Facebook has announced plans to expand its #SheMeansBusiness progamme to 50,000 women, after exceeding its target.
The social media group launched the #SheMeansBusiness programme in 2016, and reached its target of training 10,000 prospective female entrepreneurs in 2017.
As a result of the success of the programme, Facebook announced that it plans to educate 50,000 women in 2018.
In partnership with Enterprise Nation, Facebook’s #SheMeansBusiness programme aims to tackle the ‘confidence curve’ by delivering dedicated training, events and online courses to give UK women the tools, support and practical advice they need to grow their businesses.
According to new research commissioned by Facebook, one in ten UK women want to set up a business, but the ‘confidence curve’ between the ages of 25-39 could be holding the most likely candidates back.
Of those surveyed aged between 25-39, just 64 per cent said they felt confident enough to set up a business. This compares to 81 per cent of women aged between 40 and 54 and 68 per cent of women in their late teens and early twenties who said they felt confident in becoming an entrepreneur.
Facebook will continue to work with Enterprise Nation and will call on the 10,000 women to ‘pass on’ their experiences, acting as role models to share their knowledge.
It will also run monthly nationwide Clinics to act as regular meeting points for women to network and gain support from one of #SheMeansBusiness mentors within Enterprise Nation’s marketplace.
Speaking about the programme, Nicola Mendelsohn, VP EMEA at Facebook said, “To empower women to achieve both their personal business ambitions and make a difference to the UK economy we need to address the pressing need for more relatable female leaders.”
“#SheMeansBusiness aims to do that by creating opportunities for would-be entrepreneurs to meet and learn from others who are relatable to them.”

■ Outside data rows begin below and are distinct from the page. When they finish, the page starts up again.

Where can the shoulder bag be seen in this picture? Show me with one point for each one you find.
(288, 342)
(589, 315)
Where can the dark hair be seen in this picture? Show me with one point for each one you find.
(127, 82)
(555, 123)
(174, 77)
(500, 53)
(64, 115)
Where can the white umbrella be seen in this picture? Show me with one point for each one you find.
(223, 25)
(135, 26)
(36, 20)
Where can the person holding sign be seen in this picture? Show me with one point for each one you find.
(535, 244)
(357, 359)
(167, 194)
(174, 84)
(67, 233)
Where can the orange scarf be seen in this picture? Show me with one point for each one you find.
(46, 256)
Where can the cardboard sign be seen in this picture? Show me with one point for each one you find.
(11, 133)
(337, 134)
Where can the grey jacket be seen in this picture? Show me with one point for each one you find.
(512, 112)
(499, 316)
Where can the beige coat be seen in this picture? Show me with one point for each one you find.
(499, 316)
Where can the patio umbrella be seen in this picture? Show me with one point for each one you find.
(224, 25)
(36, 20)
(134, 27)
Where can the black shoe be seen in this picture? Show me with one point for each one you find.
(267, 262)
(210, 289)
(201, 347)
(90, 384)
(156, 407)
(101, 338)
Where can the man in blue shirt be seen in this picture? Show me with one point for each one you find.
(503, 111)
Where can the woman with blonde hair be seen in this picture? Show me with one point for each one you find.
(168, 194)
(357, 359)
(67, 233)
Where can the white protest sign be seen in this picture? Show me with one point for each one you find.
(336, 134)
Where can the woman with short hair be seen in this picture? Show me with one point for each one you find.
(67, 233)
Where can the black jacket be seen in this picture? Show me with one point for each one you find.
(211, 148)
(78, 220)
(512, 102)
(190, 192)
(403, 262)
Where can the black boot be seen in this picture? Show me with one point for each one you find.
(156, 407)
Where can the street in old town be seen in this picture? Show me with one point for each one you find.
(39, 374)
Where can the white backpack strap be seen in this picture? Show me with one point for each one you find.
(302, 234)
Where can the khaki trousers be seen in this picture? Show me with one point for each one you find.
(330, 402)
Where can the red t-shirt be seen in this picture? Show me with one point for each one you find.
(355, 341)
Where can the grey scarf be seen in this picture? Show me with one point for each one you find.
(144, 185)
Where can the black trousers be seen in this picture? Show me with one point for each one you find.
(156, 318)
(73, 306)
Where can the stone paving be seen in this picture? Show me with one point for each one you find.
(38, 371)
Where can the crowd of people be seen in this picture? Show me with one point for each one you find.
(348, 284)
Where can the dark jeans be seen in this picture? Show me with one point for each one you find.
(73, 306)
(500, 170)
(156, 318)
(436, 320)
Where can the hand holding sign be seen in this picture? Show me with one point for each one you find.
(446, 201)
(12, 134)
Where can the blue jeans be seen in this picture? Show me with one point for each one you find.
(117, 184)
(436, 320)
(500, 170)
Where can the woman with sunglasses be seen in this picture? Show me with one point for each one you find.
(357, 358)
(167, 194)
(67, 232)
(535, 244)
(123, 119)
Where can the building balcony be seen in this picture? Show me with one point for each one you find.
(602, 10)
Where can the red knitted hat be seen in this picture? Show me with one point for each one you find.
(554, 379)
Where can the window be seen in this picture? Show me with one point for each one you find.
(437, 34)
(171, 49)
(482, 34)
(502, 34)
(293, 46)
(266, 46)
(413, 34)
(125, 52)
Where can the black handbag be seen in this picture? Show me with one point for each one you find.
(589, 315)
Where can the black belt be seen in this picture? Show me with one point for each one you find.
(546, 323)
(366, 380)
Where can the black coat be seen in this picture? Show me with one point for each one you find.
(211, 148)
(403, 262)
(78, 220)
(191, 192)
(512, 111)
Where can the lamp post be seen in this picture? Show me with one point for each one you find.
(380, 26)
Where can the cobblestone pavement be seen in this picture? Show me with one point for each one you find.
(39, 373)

“We’re proud that the programme has already made a difference to more than 10,000 women in 2017 alone.”
“In 2018 our ambition is to help thousands more, while offering opportunities for them to come together as a community to share the confidence and skills they need to succeed.”
Emma Jones MBE, founder of small business support group, Enterprise Nation, said, “There is a direct correlation between training and good outcomes in business.”
“That’s why we’ve been so pleased to work with Facebook to deliver digital skills workshops to more than 10,000 women over the last ten months – and will continue to do so in 2018.”
“It’s true, we are seeing more and more women starting businesses today and there’s never been a better time to start-up.”
“But it’s also true that if we are going to make further progress addressing the female confidence curve, we must continue to offer accessible and practical support, whilst shining a spotlight on the work of resilient self-starters who have overcome not just life hurdles, but solved problems and felt financial pain along the way to find success.”